Mark Player: Any threat to 'hero' soft-fruit category deserves debate

The hot topic of the Living Wage has been occupying many conversations since George Osborne’s surprise announcement last year.

One by one the retailers have made announcements on hourly increases to match or surpass the Living Wage trajectory between now and 2020. The theory is simple – higher wages mean more disposable income, more expenditure and therefore a stimulated economy, ultimately resulting in more money in the Chancellor’s coffers.

In particular in relation to soft fruit, the possible downsides for the growers are considerable. Is there a more graphic example than the soft-fruit industry, reliant on seasonal labour in the field and packhouse, accounting for up to 50 per cent of the cost of fruit?

Applying this equation to the Living Wage guidelines, this will mean an immediate increase in cost of around seven per cent by April 2016, rising to nearer 35 per cent by 2020. A small amount of inflation in any supply chain has long since been welcomed, but double digits give rise to concern. Add to this limited volume growth and extreme price pressures, exerted through the rise of the discounters, then you potentially have an unfathomable equation.

Retailers are intensifying their understanding of the value chain; the intelligent mitigation of costs might go some way to offsetting the increase, but the soft-fruit industry has been active in this area for some time. Table-top production, covered systems, recycled water and improved varieties have all been necessary to manage no inflation in the price of berries over the last decade. If the assumption is that the ‘easy wins’ have been largely covered, then what is left involves, in part, the post-harvest value chain, largely based around packing.

Today the vast majority of soft-fruit growers pack their own product, often running facilities for short periods. In other categories, notably vegetables, growers have consolidated packhouses, driving an increased volume through a fixed cost. Will this inevitably come to soft fruit?

Varieties are another area that may have to be re-visited. The constant quest for improved eating quality, dictated by higher sugars, has led to varieties that are low yielding and expensive to harvest. This may in turn result in a re-orientation of breeding programs to focus not solely on flavour but also yield.

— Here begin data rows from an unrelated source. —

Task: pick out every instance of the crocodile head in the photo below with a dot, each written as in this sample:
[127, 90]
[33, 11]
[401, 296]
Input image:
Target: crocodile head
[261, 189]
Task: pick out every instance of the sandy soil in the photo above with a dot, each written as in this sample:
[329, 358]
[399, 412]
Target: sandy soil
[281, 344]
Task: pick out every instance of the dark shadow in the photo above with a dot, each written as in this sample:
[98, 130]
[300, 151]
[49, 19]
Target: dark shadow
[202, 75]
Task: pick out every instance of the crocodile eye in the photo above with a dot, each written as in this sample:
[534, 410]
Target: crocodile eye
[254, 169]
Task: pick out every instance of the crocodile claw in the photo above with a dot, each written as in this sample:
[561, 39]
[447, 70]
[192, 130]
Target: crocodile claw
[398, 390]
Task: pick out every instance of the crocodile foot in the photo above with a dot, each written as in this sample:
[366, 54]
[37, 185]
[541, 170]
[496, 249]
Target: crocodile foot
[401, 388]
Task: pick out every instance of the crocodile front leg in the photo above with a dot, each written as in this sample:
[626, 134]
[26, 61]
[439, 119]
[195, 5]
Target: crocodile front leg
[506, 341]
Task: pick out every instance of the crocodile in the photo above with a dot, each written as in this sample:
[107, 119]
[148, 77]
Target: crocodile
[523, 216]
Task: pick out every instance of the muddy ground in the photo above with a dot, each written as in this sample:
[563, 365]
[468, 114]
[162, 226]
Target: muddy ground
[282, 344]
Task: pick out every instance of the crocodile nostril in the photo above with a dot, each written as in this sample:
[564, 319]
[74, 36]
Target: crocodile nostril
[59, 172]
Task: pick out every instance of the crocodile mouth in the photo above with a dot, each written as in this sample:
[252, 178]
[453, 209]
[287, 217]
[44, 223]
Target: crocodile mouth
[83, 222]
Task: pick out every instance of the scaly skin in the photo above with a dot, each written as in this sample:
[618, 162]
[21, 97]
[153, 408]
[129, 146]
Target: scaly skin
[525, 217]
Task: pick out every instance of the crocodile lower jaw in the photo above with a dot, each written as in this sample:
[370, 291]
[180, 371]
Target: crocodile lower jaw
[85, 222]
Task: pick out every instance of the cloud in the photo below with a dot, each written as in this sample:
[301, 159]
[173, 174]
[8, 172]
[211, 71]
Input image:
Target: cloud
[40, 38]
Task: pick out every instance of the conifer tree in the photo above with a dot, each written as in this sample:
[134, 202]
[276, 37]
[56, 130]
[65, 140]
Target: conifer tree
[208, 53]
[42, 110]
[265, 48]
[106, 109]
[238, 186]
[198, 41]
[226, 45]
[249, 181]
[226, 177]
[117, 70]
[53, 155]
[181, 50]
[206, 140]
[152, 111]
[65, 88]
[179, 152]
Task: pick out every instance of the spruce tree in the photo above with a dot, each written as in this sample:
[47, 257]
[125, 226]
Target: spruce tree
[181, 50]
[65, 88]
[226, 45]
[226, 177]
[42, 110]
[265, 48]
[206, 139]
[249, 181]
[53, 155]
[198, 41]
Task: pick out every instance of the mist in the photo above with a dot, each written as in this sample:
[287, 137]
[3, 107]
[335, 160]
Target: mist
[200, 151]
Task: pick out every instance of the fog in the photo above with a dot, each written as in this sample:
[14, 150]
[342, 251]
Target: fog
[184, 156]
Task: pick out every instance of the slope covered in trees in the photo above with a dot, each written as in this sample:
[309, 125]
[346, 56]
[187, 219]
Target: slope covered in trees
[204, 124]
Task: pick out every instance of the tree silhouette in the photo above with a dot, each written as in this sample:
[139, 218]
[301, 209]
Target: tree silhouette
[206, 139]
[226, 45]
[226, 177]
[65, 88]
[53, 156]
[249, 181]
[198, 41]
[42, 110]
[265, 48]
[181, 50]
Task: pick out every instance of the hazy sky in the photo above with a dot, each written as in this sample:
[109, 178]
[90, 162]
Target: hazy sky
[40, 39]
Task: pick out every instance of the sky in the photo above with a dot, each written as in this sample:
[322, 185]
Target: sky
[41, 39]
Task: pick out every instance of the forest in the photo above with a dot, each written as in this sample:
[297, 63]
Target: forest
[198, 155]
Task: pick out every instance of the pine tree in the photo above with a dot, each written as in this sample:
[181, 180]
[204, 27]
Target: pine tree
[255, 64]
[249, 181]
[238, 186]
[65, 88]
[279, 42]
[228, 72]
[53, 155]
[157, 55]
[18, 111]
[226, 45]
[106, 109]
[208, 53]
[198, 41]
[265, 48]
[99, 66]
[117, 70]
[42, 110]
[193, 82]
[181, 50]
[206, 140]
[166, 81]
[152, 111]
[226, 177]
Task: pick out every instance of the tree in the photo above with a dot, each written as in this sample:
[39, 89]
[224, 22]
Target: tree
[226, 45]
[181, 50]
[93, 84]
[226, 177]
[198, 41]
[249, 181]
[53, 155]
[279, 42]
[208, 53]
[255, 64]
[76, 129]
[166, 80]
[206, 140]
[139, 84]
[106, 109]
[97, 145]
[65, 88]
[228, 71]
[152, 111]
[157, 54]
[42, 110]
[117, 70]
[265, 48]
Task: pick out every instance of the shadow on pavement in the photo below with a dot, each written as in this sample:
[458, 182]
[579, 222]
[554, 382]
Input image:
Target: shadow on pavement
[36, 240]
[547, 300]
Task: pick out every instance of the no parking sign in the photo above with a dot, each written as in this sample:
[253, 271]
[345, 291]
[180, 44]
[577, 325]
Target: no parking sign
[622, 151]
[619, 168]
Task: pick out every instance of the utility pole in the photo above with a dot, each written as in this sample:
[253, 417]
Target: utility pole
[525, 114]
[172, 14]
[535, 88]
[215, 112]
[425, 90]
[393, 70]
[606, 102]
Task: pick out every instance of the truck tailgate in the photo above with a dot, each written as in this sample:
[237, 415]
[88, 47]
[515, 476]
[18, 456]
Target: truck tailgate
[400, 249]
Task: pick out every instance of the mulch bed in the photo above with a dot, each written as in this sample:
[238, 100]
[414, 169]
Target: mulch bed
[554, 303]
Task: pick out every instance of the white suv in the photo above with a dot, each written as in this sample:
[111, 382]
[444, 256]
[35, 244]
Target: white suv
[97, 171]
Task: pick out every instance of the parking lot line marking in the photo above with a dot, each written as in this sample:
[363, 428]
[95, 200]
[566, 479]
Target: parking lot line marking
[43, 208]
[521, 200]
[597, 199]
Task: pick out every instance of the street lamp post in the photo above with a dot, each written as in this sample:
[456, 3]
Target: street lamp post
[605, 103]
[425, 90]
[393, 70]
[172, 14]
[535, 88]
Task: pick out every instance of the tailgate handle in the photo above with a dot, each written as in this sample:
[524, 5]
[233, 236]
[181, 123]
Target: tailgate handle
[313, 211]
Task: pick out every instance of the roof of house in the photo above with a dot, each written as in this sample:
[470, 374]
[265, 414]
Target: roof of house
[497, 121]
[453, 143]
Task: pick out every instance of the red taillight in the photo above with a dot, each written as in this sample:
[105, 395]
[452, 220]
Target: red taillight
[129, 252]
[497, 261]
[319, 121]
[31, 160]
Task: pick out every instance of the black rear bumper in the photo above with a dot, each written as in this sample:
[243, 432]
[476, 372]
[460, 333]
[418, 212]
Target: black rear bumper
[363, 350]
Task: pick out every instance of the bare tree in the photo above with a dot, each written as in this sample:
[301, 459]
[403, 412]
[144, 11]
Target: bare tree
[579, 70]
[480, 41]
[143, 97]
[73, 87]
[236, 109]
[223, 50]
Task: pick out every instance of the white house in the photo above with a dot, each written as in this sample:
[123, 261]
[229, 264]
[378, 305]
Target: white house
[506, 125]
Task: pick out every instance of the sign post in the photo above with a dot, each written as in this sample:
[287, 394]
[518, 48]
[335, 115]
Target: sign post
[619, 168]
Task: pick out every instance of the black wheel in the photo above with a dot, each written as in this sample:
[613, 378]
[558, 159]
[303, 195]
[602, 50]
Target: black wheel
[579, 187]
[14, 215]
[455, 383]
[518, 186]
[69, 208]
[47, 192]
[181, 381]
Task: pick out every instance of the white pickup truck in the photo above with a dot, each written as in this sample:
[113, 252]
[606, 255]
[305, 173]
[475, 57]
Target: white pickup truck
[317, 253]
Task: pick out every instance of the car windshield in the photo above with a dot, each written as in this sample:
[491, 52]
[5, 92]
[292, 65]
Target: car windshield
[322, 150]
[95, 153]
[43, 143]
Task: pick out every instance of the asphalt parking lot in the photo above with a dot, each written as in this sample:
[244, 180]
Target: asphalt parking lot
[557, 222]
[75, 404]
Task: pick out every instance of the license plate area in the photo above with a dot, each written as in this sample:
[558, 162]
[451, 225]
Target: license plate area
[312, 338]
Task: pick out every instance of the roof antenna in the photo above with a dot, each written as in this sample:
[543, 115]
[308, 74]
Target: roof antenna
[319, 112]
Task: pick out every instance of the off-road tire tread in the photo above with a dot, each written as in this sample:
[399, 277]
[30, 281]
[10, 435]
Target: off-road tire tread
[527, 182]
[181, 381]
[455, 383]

The concern is that the effect of the Living Wage is not properly understood and that a lagged increase in prices will mean a number of growers will conclude that soft fruit is too marginal. UK strawberries grew by eight per cent in volume year on year in 2015, and is the single most important SKU in the produce department for much of the summer. Any material threat to this hero category is worthy of discussion and understanding, and the Living Wage will continue to force this debate.